Для него окружающая реальность — это только некое докучливое мелькание. То она совсем тонет в темноте, то оборачивается чьим-то кулаком, который двигается навстречу с угрозой, то лошадиной мордой, которая дохнула в лицо. И только в этих столкновениях герой вплотную соприкасается с окружающей его действительностью, во все же остальное время реальность для него заключена в самоценной красоте буквы.

В фильме должен быть эпизод — Акакий Акакиевич дома среди букв. Помните, у Пушкина — «и тут ко мне идет незримый рой гостей». Я еще не знаю точно, как это будет делаться, но здесь игровой момент обязательно должен присутствовать.

Т.Иенсен. Но, наверное, помимо игрового момента, в общении Акакия Акакиевича с буквами необходимо выявить ту высокую поэзию, которая в этом общении заключена, чтобы зритель сумел ощутить самодостаточную красоту каждой буквы, чтобы он сумел проникнуться образом героя не как бессмысленного переписчика чиновничьей бессмыслицы, а как истинного художника своего дела — каллиграфом.

Ю.Норштейн. Но я еще не знаю, как это делать. Знаю только, что очень важно избежать мертвенности бумаги, она должна излучать из себя тот самый звук, о котором я уже говорил. Это как кинопленка фильмов 20-х годов — постоянная вибрация свечения.

Т.Иенсен. А на знаковую пластику немого кино вы тоже ориентируетесь?

Ю.Норштейн. Безусловно. Я люблю немое кино. Люблю документальное кино начала века. Однако это вовсе не значит, что мы собираемся какие-то конкретные приемы и средства выражения немого кинематографа механически переносить в свою работу. А вот его мера соотношения условности и реальности представляется для нас важной.

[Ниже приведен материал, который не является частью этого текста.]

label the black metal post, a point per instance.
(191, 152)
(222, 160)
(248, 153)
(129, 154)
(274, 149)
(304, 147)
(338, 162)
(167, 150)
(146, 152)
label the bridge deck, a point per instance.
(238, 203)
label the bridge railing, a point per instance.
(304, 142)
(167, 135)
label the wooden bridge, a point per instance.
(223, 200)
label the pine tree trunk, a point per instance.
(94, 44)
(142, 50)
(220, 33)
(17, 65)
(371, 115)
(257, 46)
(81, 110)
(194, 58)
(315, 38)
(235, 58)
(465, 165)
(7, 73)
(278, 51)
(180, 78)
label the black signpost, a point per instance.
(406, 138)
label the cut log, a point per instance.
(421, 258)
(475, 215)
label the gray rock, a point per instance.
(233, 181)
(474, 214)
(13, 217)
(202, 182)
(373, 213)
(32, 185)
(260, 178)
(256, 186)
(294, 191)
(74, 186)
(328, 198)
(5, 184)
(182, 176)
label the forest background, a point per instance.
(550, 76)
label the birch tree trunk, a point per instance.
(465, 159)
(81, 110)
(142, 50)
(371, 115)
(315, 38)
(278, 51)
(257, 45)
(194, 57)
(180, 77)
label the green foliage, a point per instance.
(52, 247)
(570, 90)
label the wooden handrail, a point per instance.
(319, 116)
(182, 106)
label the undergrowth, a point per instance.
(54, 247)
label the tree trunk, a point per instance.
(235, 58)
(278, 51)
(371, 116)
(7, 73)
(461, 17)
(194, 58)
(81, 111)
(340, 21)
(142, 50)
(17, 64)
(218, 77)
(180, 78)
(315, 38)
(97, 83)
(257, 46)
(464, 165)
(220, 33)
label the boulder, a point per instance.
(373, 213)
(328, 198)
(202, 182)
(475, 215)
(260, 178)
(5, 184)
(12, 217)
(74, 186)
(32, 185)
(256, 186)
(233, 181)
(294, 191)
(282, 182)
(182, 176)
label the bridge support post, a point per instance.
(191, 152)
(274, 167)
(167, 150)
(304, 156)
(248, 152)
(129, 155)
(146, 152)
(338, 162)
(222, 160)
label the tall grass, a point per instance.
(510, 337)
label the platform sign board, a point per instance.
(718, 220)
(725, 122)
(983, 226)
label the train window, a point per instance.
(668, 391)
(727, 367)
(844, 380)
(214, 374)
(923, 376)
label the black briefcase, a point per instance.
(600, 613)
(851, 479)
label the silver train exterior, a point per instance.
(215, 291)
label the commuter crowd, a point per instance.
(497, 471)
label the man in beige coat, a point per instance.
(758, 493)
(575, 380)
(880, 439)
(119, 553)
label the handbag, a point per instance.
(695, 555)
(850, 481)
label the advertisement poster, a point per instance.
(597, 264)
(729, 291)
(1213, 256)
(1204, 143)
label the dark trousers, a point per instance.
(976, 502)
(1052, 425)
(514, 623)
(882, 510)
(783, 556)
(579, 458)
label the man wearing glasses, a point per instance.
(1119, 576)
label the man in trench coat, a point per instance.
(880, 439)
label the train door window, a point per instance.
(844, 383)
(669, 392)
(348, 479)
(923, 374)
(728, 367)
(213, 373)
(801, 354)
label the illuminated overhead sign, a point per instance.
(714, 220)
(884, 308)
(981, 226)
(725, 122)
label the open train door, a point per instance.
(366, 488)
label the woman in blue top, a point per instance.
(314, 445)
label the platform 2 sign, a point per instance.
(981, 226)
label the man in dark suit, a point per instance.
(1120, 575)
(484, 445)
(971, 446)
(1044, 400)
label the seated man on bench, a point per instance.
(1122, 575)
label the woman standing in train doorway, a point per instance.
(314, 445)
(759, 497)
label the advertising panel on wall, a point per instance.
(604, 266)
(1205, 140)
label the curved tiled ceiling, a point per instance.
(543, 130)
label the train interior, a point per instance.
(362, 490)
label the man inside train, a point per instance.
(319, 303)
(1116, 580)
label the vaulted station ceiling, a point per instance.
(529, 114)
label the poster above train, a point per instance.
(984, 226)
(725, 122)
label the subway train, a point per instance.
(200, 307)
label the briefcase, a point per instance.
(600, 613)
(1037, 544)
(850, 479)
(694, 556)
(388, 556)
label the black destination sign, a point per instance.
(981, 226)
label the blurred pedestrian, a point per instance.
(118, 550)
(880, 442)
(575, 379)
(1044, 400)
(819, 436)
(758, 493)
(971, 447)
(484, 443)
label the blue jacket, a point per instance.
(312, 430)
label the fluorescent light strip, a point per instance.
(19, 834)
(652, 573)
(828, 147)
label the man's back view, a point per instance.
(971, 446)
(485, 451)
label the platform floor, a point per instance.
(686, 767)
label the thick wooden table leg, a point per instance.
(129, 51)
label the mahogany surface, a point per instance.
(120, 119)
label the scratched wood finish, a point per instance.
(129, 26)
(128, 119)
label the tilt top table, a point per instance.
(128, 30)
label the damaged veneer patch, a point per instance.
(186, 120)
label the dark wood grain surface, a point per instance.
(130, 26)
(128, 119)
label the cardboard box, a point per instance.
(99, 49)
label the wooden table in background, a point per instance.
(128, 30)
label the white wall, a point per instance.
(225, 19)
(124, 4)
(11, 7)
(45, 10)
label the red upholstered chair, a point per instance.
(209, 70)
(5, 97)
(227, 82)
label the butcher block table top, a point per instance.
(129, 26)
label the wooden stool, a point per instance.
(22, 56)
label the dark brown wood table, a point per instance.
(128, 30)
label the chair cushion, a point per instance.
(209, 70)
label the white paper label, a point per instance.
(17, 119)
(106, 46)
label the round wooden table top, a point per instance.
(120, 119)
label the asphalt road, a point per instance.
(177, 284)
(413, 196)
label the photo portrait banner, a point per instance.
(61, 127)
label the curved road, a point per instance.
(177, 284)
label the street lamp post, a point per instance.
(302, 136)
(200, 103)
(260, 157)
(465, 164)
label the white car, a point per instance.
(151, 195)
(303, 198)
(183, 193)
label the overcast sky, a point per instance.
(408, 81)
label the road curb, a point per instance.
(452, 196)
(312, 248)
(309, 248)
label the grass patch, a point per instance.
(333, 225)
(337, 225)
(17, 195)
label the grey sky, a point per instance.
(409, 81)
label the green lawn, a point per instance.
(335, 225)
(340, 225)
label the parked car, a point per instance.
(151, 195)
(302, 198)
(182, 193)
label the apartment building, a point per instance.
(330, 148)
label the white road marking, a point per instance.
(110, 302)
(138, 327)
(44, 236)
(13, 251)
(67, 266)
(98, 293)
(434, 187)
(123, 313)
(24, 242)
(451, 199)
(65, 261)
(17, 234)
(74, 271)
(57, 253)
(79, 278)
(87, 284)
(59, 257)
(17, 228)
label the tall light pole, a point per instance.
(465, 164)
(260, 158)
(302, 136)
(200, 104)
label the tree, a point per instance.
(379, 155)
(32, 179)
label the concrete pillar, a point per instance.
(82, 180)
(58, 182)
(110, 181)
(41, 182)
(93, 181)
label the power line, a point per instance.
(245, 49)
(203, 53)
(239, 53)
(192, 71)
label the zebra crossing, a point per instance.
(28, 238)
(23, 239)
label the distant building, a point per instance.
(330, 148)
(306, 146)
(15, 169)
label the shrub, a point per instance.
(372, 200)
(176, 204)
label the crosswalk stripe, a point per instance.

Т.Иенсен. Насколько я знаю, в фильме «Сказка сказок» вы использовали документальные кадры огня, воды, снега. В Шинели" вы тоже собираетесь использовать подобные приемы?

Ю.Норштейн. Да, мне кажется, что такие сверхнатуралистические для мультипликации кадры в сопряжении с более или менее условным характером рисованного мира дают свои добавочные эффекты. И, как ни странно, мультипликация в силу своей априорно условной природы выдерживает подобные перегрузки. В мультипликации реальность создается художником. Она принципиально рукотворна. Поэтому в отличие от игрового мультипликационное кино не должно каждый раз доказывать свои права на художественную реальность. Мы свободнее в своих возможностях, в одном эпизоде можем соединить кадры сверхусловные, для игрового кино немыслимые, с абсолютной физической достоверностью происходящего. К примеру, проход Акакия Акакиевича после департамента по темной улице должен быть предельно достоверен, разумеется, в законах языка мультипликационного кинематографа. Но вот герой исчезает в темноте, за светом фонаря, и вслед ему, как почетный караул, по обеим сторонам улицы выстраиваются ровные ряды букв. Для мультипликации — условный прием, для игрового кино — сверхусловный, который оно вряд ли выдержит. С другой стороны, то, что когда-то было исключительной монополией игрового кино, сейчас в более острой форме доступно и мультипликации. После «Сказки сказок» для меня, например, совершенно изменилось понятие времени в мультипликации. Оно было у меня самым традиционным, то есть когда на эпизод отпускается ровно столько времени, сколько нужно зрителям, чтобы уяснить некую информацию, заложенную в нем. Как будто дело только в этом! Однако установка на информативность действительно обусловливается самой природой рисованной мультипликации. Изображение рисованной мультипликации, в отличие от изображения в технике перекладки, не выдерживает длительной статики на экране — оно превращается в абстракцию и распадается. Технология перекладки имеет другую изобразительную насыщенность и соответственно с этим требует другого времени восприятия.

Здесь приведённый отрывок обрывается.